The localized states of the quantized electromagnetic, gravitational, and weak-boson fields with the \(\hbar/2\) spin, the observed values of the electric charge, the weak charge, and the finite masses equal to those of the electron, muon, and tau lepton could exist. In the same way, the localized solutions of the quantized gluon, electromagnetic, weak boson, and gravitational field equations would be quarks and there would not be a need in local bispinor fields corresponding to the point-like massive quarks. This problem cannot probably be solved soon since there is no renormalizable quantum field theory of gravitation, though any estimates of the electron mass could be performed in lattice calculations using the continual integrals for electromagnetic and gravitational fields (see review [20]). Nevertheless, we assume that the idea to construct all observed particles as singular or localized (in a very small three-dimensional space region) solutions of fundamental field equations is constructive.

7 CONCLUSIONS

It is shown, that for the Reissner–Nordström solution, the contribution of gravitation makes the total energy-momentum pseudotensor density integrable function if the parameter \(m\) of the solution is equal to \(\sqrt{e^{2}/k}\). Nevertheless, the singular points exist for this case also. The total inertial mass of the system of the electromagnetic and gravitational fields is finite (\(m_{\textrm{{in}}}=\sqrt{e^{2}/k}\)) and equal to its total gravitational mass \(m_{\textrm{{gr}}}\). According to the equivalence principle (\(m_{\textrm{{in}}}=m_{\textrm{{gr}}}\)), this means the absence of an additional contribution to the total mass of any charged point-like particle with a nonzero bare mass. In the approach of the present paper, the classical electron is the system of the electromagnetic and gravitational fields localized in the space region with the typical length of about \(r_{e}=1.38\times 10^{-34}\) cm, the electric charge \(e=-4.8\times 10^{-10}\) esu, and the total mass \(m=1.86\times 10^{-6}\) g.

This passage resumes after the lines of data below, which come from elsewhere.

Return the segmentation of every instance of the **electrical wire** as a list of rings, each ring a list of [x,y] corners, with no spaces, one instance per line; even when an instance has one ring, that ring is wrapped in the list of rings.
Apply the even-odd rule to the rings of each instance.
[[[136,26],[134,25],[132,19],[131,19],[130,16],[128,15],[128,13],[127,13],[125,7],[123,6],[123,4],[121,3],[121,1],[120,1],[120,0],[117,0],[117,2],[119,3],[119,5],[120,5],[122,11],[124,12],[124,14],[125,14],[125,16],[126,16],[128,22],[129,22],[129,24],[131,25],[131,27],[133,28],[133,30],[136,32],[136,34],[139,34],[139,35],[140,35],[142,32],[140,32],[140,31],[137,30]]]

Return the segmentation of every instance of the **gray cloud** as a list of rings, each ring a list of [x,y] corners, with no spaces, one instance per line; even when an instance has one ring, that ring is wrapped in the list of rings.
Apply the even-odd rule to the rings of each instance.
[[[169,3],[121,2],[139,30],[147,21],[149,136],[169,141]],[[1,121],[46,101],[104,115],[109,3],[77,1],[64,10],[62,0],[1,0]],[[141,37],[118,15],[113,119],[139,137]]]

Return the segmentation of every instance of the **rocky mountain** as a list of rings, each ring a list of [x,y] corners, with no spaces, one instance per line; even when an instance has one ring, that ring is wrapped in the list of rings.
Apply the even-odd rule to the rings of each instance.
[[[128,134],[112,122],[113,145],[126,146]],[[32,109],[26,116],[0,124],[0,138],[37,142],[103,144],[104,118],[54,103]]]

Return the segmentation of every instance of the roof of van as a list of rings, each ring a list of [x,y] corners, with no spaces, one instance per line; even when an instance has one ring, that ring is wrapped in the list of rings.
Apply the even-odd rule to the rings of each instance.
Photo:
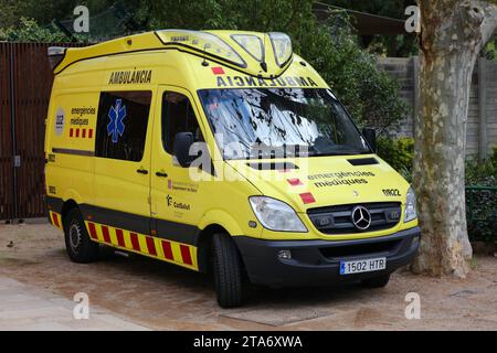
[[[140,51],[178,50],[245,74],[277,77],[290,65],[292,41],[279,32],[160,30],[85,47],[50,47],[54,74],[88,58]]]

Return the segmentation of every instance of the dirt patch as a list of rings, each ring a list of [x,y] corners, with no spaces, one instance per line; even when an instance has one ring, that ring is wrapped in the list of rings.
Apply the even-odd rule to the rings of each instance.
[[[50,225],[0,225],[0,272],[161,330],[497,330],[497,258],[482,256],[464,280],[396,271],[383,289],[357,285],[267,289],[250,286],[243,308],[215,302],[212,280],[148,258],[114,256],[88,265],[68,260]],[[421,320],[404,315],[417,292]]]

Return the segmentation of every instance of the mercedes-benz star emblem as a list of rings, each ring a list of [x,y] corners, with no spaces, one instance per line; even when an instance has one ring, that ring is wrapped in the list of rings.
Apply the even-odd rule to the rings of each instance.
[[[359,231],[366,231],[371,225],[371,214],[363,206],[356,206],[352,210],[352,223]]]

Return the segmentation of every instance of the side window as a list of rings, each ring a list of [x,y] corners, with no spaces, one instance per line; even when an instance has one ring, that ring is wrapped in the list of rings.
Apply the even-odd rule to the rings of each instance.
[[[151,92],[103,92],[95,156],[139,162],[144,157]]]
[[[187,96],[176,92],[162,95],[162,145],[172,154],[178,132],[193,133],[194,141],[203,141],[193,107]]]

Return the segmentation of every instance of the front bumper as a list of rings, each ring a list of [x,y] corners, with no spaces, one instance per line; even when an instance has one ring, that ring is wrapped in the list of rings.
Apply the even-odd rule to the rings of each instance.
[[[419,227],[392,235],[355,240],[263,240],[245,236],[233,237],[242,254],[253,284],[269,287],[326,286],[347,280],[360,280],[391,274],[415,257]],[[414,240],[414,242],[413,242]],[[290,259],[278,257],[290,250]],[[380,271],[340,276],[341,260],[387,257],[387,268]]]

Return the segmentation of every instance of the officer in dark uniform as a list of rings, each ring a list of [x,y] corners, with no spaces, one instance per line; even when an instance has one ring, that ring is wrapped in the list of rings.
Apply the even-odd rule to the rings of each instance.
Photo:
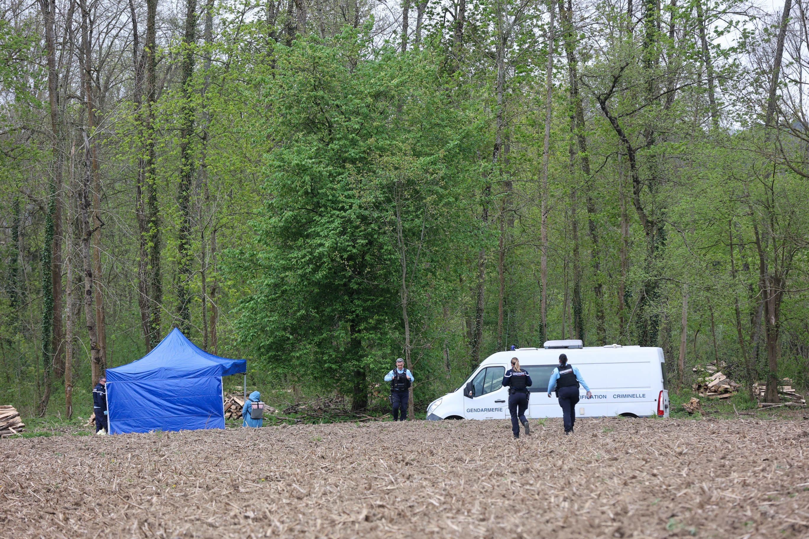
[[[531,376],[519,368],[519,360],[511,358],[511,368],[506,371],[503,387],[508,387],[508,411],[511,413],[511,432],[515,438],[519,438],[519,423],[525,427],[525,436],[531,436],[528,420],[525,419],[525,410],[528,407],[528,388],[533,382]],[[518,419],[519,423],[518,423]]]
[[[102,428],[109,432],[107,427],[107,378],[101,377],[93,388],[93,411],[95,412],[95,433]]]
[[[582,377],[582,373],[573,365],[568,364],[566,354],[560,354],[559,366],[553,369],[548,381],[548,396],[551,396],[551,391],[555,386],[559,406],[561,406],[561,413],[565,417],[565,434],[571,434],[573,425],[576,423],[579,384],[583,385],[587,392],[587,398],[592,398],[593,394],[590,393],[590,388]]]
[[[396,368],[385,376],[385,381],[391,382],[391,406],[393,412],[393,420],[407,419],[407,406],[410,401],[410,385],[413,384],[413,373],[404,368],[404,360],[396,360]]]

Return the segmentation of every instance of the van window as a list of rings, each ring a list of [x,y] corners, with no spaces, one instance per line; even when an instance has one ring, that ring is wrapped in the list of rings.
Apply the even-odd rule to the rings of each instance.
[[[475,388],[475,396],[480,397],[502,387],[505,373],[506,369],[502,367],[481,368],[472,381],[472,385]]]
[[[531,381],[533,382],[528,386],[531,393],[544,393],[548,390],[548,381],[551,379],[553,369],[559,365],[523,365],[523,371],[528,373]]]

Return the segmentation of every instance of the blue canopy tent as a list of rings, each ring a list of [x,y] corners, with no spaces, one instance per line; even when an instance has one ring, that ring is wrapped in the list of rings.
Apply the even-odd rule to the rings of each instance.
[[[175,328],[142,359],[107,369],[110,434],[225,428],[222,377],[245,360],[201,350]]]

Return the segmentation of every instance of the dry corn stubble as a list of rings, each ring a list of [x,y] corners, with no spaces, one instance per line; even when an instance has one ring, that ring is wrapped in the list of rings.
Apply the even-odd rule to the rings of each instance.
[[[805,422],[532,423],[4,440],[0,537],[809,537]]]

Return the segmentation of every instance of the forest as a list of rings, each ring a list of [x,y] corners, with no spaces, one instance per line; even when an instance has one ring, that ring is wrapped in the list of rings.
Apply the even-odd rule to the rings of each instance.
[[[354,411],[555,339],[805,387],[805,1],[0,0],[0,402],[173,327]]]

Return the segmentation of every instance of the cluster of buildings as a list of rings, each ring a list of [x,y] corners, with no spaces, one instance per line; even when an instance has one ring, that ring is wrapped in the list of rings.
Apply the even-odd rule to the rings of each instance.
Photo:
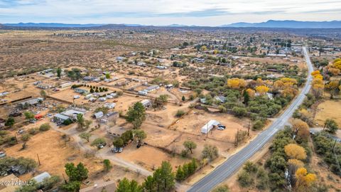
[[[144,89],[143,90],[139,91],[139,94],[141,95],[147,95],[147,94],[148,92],[153,92],[153,91],[158,90],[158,89],[160,89],[160,86],[158,86],[157,85],[151,85],[151,86],[146,87],[146,89]]]
[[[53,120],[57,124],[63,124],[67,120],[75,121],[77,119],[77,115],[79,114],[84,114],[85,110],[80,109],[71,109],[65,112],[56,114],[53,116]]]

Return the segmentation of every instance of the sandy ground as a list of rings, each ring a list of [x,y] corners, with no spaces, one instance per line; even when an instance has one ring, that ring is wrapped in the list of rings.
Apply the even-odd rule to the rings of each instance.
[[[208,134],[209,138],[233,142],[234,135],[238,129],[247,131],[248,120],[246,119],[238,119],[230,114],[208,113],[197,110],[190,112],[170,129],[195,135],[202,135],[201,128],[210,119],[218,121],[220,124],[225,125],[226,129],[222,131],[214,129]],[[252,132],[250,131],[250,136],[252,134]]]
[[[64,165],[68,162],[82,162],[90,174],[102,169],[101,160],[85,158],[77,149],[74,148],[72,141],[65,142],[61,137],[61,134],[49,130],[32,137],[27,142],[27,149],[24,150],[21,150],[22,144],[19,143],[6,149],[6,151],[8,156],[31,158],[37,162],[38,154],[41,163],[37,169],[38,172],[48,171],[50,174],[60,176],[65,173]]]
[[[315,121],[323,126],[328,118],[336,121],[339,127],[341,126],[341,102],[340,100],[327,100],[320,104],[317,108]]]
[[[124,147],[124,152],[115,154],[130,162],[141,165],[148,170],[153,171],[161,165],[162,161],[170,163],[173,169],[179,165],[189,161],[189,159],[172,156],[161,150],[150,146],[144,146],[136,149],[134,144]]]

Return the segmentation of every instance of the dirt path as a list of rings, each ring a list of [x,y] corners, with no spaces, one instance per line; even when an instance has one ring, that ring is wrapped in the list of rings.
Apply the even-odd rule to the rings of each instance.
[[[82,139],[78,137],[78,134],[80,133],[78,131],[76,130],[77,124],[75,124],[70,129],[67,129],[67,130],[64,130],[63,129],[59,129],[58,127],[57,127],[55,124],[53,124],[52,126],[53,129],[58,132],[61,132],[65,134],[67,134],[68,136],[72,137],[73,139],[75,139],[75,142],[77,143],[78,146],[81,150],[83,151],[92,151],[93,149],[91,148],[90,146],[84,144],[84,142],[82,141]],[[152,173],[144,168],[139,166],[138,165],[131,164],[129,162],[127,162],[125,160],[123,160],[120,158],[117,157],[114,154],[112,154],[110,151],[110,149],[101,149],[100,151],[98,151],[95,154],[96,156],[103,159],[109,159],[112,161],[114,162],[115,164],[121,166],[124,168],[129,169],[129,170],[134,171],[134,172],[138,172],[144,176],[148,176],[152,174]]]

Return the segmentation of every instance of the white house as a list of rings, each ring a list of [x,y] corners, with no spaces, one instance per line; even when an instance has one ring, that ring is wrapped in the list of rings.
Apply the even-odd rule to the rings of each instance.
[[[151,101],[150,100],[143,100],[140,102],[144,107],[147,108],[151,106]]]
[[[99,118],[101,118],[101,117],[103,117],[103,116],[104,116],[104,114],[103,114],[102,112],[98,112],[94,114],[94,117],[95,119],[99,119]]]
[[[146,91],[139,91],[139,95],[147,95],[148,92],[146,92]]]
[[[116,103],[114,102],[106,102],[104,103],[104,107],[107,107],[108,109],[113,109],[116,106]]]
[[[70,87],[71,86],[71,82],[65,82],[65,83],[63,83],[60,85],[59,85],[59,87],[60,88],[65,88],[65,87]]]
[[[216,120],[211,119],[202,127],[201,127],[201,132],[203,134],[207,134],[213,127],[217,126],[220,123]]]
[[[105,97],[99,97],[99,101],[102,101],[102,102],[104,102],[107,100],[107,99]]]

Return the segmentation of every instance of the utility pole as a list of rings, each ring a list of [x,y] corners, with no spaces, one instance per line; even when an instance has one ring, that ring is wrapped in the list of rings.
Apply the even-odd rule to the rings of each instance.
[[[18,139],[16,139],[16,133],[14,134],[14,137],[16,138],[16,142],[18,144]]]
[[[250,134],[250,121],[249,121],[249,127],[247,129],[247,136]]]
[[[37,154],[37,157],[38,157],[38,162],[39,163],[39,165],[41,165],[40,159],[39,159],[39,155],[38,155],[38,154]]]
[[[63,178],[64,178],[64,181],[65,182],[65,184],[67,184],[67,182],[66,182],[65,176],[64,176],[64,174],[63,174]]]

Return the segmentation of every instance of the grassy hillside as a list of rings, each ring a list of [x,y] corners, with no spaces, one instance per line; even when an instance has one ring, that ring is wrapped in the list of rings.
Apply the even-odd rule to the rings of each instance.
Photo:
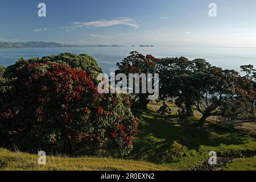
[[[235,159],[219,170],[223,171],[256,171],[256,157]]]
[[[255,138],[214,123],[204,129],[196,122],[177,122],[147,112],[137,115],[139,134],[129,159],[166,164],[173,169],[188,170],[208,160],[210,151],[236,157],[256,154]],[[256,170],[256,168],[255,168]]]
[[[126,160],[48,156],[47,165],[39,166],[36,155],[0,149],[0,170],[189,170],[206,161],[212,150],[238,158],[217,169],[256,170],[251,156],[256,139],[246,133],[214,123],[198,128],[196,122],[178,122],[151,111],[136,116],[139,133]],[[239,159],[242,156],[247,158]]]

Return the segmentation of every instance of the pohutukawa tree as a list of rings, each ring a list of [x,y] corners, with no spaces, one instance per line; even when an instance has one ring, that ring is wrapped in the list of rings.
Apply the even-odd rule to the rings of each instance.
[[[75,155],[80,148],[128,154],[138,123],[125,94],[100,94],[93,72],[23,61],[1,96],[5,146]]]
[[[254,92],[256,93],[256,70],[254,69],[253,65],[245,65],[241,66],[241,71],[246,73],[245,77],[251,81],[253,85]],[[253,119],[255,121],[255,109],[256,107],[256,96],[251,101],[251,115]]]
[[[129,73],[137,73],[139,75],[142,73],[151,73],[152,74],[152,78],[154,79],[154,74],[158,73],[156,65],[159,59],[156,59],[152,55],[144,56],[138,52],[133,51],[130,53],[129,56],[125,58],[120,63],[117,64],[117,66],[119,69],[115,73],[116,74],[119,73],[125,74],[127,76],[127,80],[129,80],[128,75]],[[147,84],[147,82],[146,84]],[[140,79],[141,91],[142,90],[141,88],[142,85],[142,80]],[[134,85],[134,86],[135,86]],[[133,94],[134,100],[138,101],[139,104],[138,105],[143,109],[147,108],[147,105],[150,101],[148,100],[148,97],[150,94],[147,92],[147,86],[146,87],[146,93],[142,93],[141,92],[140,93]]]
[[[250,112],[255,92],[251,81],[233,70],[210,67],[200,78],[197,90],[199,97],[195,106],[203,116],[203,126],[207,118],[218,116],[236,120]]]

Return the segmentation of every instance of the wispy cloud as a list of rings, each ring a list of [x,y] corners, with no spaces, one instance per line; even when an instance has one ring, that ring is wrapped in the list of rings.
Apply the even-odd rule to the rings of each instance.
[[[35,32],[44,32],[46,31],[48,31],[49,29],[47,27],[44,28],[36,28],[34,30],[34,31]]]
[[[138,28],[140,24],[133,18],[118,18],[112,20],[100,20],[86,22],[73,22],[73,26],[64,27],[64,28],[74,28],[79,27],[105,27],[117,25],[126,25]]]
[[[90,34],[89,35],[94,38],[111,38],[110,36],[105,35],[95,34]]]

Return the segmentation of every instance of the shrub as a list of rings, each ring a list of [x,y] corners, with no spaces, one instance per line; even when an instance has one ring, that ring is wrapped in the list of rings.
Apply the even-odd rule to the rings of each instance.
[[[132,150],[138,123],[127,96],[100,94],[93,72],[30,62],[13,72],[11,89],[2,96],[6,144],[71,155],[83,147],[96,152],[111,146],[122,155]]]

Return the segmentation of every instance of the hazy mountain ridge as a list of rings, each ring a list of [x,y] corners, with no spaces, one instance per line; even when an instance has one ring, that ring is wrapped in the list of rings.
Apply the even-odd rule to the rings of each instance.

Since the total stress tensor density \(\mathcal{T}_{\mu}^{\nu}\) is identically zero, there is no need in additional nonelectromagnetic forces preventing the disintegration of the classical electron. Such forces were introduced in the Lorentz model of the electron (surface-tension forces of an unknown nature in a charged liquid drop).

The total lagrangian for the Reissner–Nordström solution is infinitely large if the metric tensor components are considered as fundamental variables of the gravitational field for the parameters \(e\) and \(m\) obeying the inequality \(m<\sqrt{e^{2}/k}\). The total lagrangian for the Reissner–Nordström solution is shown to be finite in the tetrad representation for the same parameters \(e\) and \(m\).

We assume that it is not excluded that in quantum field theory, the only existing fundamental entities are gravitational, electromagnetic, weak-boson, and gluon fields. Leptons and quarks are states of these fields with corresponding quantum numbers localized in very small three-dimensional space regions.